J’y tiens la place invisible d’une ombre attentive parmi l’équilibre immobile des choses…Une ombre toute aussi immobile, absorbant et recréant à l'infini le flux des sensations et de la conscience de ces semblants de choses, de ces soupçons d'apparence, comme une émanation évidente et confiante de moi-même. Leur essence surannée exhalent ces bontés de langueur et de plénitude où je reviens trouver le repos, car mon âme cherche sans cesse le repos où est sa véritable demeure.
Je sais que cette étrange dissolution du rêve, cette trouble aspiration de la volonté à créer des espaces illimités de bonheur et de liberté, est indissociable de la poésie et de la musique, ce qui est tout un ; et je ne sache pas de meilleur motif qui permette de reconnaître une valeur quelconque à l’obligation mentale de vivre, et qui rachète la condition d’une humanité condamnée à l’éternelle abjection de sa grossièreté.
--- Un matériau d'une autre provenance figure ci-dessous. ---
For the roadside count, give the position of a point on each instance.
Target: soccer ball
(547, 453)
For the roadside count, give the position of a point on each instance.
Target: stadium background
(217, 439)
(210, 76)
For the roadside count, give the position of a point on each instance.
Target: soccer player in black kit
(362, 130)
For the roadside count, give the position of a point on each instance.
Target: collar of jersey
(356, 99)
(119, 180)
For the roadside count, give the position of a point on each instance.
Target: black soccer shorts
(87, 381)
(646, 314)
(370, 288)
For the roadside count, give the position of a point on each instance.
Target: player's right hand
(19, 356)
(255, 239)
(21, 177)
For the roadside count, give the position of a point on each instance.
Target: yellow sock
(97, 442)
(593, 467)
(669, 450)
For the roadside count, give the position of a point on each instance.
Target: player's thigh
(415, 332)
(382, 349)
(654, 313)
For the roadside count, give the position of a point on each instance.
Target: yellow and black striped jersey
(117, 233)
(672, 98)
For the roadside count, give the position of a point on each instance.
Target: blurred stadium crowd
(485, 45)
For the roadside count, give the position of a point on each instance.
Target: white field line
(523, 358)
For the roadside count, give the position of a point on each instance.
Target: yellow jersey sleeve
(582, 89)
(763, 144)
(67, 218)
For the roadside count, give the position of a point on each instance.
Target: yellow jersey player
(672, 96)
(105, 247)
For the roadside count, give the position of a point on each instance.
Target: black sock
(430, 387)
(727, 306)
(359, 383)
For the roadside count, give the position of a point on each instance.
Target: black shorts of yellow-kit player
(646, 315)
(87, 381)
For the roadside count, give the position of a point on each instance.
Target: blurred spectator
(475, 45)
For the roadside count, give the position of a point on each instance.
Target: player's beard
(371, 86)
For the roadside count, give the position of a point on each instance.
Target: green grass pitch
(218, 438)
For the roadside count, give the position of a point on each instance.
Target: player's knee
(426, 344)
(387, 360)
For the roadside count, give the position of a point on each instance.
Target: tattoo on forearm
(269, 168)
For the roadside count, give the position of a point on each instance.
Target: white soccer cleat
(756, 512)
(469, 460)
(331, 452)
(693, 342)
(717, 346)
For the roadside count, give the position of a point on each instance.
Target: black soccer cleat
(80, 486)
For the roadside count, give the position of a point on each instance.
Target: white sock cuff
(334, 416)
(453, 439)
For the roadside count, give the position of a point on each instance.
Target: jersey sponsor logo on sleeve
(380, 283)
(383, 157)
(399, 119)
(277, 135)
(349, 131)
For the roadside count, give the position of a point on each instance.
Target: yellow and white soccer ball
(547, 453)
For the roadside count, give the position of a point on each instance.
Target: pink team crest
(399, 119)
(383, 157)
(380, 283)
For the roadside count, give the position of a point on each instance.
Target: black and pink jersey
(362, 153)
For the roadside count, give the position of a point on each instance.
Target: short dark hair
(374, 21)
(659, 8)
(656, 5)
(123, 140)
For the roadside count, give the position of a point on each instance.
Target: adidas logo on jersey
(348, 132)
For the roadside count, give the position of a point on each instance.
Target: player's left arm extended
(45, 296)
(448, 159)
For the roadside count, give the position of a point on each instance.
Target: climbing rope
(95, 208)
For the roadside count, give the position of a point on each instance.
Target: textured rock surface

Mozart, à lui seul, pourrait en effet racheter le genre humain. Voire, la beauté bouleversante de la «chanson du mal aimé » de Guillaume Apollinaire, présentait aux yeux d’un mien et cher ami la preuve incontestable de l’existence de Dieu.
Je le prends volontiers au mot : la poésie est le langage de l'esprit, la seule promesse de paradis et de vérité de l’homme.